Published after his death, A Private Affair is a short, dense, and poignant novel, whose narrative backdrop is the Italian Resistance drama in WWII, intertwining a private story with collective history. Building his work according to the three Aristotelian units of action, time, and place, Fenoglio outlined the plot, foreshortening the Resistance and exploring it only when it intersected with events affecting the protagonist.
A rural world
Even if he is the narrator-of-choice of the rural world of the Langhe, that he tells in La Malora and Un Giorno di Fuoco, critics associate Fenoglio mainly with the Italian Resistance theme. Like Italo Calvino, Mario Rigoni Stern, Primo Levi, Elio Vittorini, Carlo Cassola, and Cesare Pavese, the writers of Letteratura della Resistenza deal with the war between partisans, Germans, Italian Fascists, and the Western Allies, and its aftermath. Driven by the dramatic events of the war and the urgency of a renewal of civil society, they can be ascribed to the literary and cinematographic Neorealism movement.

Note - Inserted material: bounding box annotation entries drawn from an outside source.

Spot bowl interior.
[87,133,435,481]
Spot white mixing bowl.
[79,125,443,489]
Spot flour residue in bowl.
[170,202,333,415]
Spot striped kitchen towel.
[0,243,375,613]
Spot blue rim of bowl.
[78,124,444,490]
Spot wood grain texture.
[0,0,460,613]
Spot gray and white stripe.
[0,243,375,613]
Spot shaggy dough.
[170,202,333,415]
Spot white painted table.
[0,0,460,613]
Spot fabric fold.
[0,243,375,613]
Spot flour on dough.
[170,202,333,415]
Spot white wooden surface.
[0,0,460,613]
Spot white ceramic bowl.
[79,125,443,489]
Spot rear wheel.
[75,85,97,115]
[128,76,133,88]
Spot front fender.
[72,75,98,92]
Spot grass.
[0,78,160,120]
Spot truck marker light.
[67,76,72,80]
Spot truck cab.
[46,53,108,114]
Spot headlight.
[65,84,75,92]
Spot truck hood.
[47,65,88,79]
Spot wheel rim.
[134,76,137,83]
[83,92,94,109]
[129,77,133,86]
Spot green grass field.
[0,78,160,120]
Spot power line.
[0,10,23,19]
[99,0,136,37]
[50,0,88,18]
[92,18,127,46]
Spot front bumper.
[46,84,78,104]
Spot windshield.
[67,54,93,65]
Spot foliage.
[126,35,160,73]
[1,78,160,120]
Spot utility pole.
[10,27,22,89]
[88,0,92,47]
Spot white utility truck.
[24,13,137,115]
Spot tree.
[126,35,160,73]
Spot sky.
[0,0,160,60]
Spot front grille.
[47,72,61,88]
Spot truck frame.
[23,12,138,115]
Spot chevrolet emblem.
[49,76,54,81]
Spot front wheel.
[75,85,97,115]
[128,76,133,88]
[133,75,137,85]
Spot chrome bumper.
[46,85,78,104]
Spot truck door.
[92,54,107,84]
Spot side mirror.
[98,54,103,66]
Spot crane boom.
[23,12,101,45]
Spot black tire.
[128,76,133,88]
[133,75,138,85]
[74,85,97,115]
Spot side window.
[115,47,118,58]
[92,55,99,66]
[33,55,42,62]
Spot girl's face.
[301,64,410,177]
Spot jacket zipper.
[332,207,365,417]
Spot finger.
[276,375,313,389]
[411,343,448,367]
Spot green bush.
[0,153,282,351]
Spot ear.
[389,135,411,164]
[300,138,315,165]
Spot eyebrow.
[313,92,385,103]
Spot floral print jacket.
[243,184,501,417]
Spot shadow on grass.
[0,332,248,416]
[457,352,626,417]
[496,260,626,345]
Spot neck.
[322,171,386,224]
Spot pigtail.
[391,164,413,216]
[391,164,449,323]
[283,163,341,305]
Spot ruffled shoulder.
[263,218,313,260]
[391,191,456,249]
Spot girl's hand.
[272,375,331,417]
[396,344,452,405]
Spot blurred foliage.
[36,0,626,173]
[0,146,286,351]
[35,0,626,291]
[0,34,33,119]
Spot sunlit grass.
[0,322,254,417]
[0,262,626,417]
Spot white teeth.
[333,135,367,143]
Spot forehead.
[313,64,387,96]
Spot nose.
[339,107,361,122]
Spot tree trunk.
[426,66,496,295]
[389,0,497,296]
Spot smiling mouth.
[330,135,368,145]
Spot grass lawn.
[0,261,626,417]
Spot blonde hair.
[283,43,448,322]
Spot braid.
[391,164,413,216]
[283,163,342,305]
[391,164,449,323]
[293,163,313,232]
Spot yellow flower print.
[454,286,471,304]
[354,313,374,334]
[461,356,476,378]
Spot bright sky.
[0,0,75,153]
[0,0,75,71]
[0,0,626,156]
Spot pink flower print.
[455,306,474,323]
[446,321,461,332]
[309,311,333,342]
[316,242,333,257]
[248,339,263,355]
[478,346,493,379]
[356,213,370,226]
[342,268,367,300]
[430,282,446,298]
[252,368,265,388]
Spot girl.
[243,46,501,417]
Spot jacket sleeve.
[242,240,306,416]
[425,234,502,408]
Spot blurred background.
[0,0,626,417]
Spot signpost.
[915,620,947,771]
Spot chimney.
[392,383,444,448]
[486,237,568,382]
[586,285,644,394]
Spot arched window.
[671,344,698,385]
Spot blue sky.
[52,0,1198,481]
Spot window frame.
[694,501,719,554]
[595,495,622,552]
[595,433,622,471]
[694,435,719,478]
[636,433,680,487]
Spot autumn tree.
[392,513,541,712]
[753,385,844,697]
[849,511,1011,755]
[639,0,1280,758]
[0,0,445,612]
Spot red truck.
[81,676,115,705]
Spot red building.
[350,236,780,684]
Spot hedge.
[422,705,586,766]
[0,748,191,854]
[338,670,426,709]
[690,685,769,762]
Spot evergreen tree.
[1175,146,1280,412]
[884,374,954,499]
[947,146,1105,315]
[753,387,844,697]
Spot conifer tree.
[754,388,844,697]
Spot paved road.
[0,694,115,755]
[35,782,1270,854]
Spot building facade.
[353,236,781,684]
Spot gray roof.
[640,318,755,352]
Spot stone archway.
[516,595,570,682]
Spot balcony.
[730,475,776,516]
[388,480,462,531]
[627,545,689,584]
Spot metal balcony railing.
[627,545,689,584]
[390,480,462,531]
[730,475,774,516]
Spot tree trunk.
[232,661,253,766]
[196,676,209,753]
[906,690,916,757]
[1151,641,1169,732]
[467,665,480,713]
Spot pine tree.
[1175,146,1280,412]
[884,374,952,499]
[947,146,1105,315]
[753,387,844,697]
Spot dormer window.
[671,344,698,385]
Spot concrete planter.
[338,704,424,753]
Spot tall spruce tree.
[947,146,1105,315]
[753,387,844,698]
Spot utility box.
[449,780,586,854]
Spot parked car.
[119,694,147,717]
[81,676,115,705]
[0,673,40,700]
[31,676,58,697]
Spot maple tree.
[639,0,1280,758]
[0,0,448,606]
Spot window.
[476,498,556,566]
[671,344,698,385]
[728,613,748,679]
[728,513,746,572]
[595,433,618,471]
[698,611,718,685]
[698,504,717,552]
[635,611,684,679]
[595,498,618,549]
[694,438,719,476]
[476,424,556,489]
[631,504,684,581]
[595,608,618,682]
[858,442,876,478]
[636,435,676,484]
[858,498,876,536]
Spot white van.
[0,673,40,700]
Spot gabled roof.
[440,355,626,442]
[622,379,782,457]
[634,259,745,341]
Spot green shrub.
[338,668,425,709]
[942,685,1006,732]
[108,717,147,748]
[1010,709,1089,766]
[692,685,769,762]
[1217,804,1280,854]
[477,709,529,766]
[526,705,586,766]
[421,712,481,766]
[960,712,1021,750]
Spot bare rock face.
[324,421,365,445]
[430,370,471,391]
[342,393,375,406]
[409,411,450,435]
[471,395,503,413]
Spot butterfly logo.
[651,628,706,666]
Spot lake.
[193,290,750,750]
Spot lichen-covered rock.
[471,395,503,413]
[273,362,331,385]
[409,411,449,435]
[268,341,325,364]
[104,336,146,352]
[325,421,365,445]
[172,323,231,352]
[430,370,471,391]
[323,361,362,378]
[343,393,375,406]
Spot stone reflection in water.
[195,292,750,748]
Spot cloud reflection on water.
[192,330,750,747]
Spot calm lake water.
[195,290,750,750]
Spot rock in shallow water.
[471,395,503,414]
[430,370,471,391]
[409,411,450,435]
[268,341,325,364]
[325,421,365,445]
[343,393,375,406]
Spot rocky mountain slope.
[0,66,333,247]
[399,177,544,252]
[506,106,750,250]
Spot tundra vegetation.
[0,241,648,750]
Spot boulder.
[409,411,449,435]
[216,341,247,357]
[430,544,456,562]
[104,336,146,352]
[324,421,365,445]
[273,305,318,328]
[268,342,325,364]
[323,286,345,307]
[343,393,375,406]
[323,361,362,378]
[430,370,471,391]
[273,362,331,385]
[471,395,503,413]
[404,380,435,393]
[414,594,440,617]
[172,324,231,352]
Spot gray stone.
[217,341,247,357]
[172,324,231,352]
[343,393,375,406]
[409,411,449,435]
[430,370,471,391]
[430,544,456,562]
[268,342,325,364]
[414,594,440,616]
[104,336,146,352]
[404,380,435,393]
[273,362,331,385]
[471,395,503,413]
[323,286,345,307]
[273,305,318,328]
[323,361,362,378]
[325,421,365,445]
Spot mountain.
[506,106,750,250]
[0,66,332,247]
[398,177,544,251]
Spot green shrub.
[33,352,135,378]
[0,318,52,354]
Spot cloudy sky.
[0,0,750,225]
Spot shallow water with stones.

According to Italo Calvino, Fenoglio built Una questione privata is “with the geometric tension of a novel of love madness and chivalrous chases like the Orlando Furioso, and at the same time there is the Resistance just as it was, inside and out, as true as it had never written before”.
The story
Milton, A Private Affair’s main character, is a student partisan fighting the clandestine Resistance war in the Piedmontese mountains. He carries with him his longing for Fulvia, with whom he had a one-sided relationship before he joined the Resistance.
One day, Milton arrives by chance at the villa where she used to live, near the city of Alba. He talks with the caretaker, the only remaining inhabitant, who sows the doubt that there was something between Fulvia and Milton’s partisan friend Giorgio. This doubt will weave its way into Milton’s heart, leading him on a mission to find Giorgio – not to punish or accuse, but to know. The novel develops with and through this research: the desperate quest for a prisoner in exchange for Giorgio- whom the Nazis captured – will bring Milton into the most wretched and harsh aspects of the war, overlapping the sufferance of a personal dilemma with the misery and pain of the civil one.
The Taviani Brothers shot Rainbow: A Private Affair, a novel’s cinematographic adaptation, in 2017.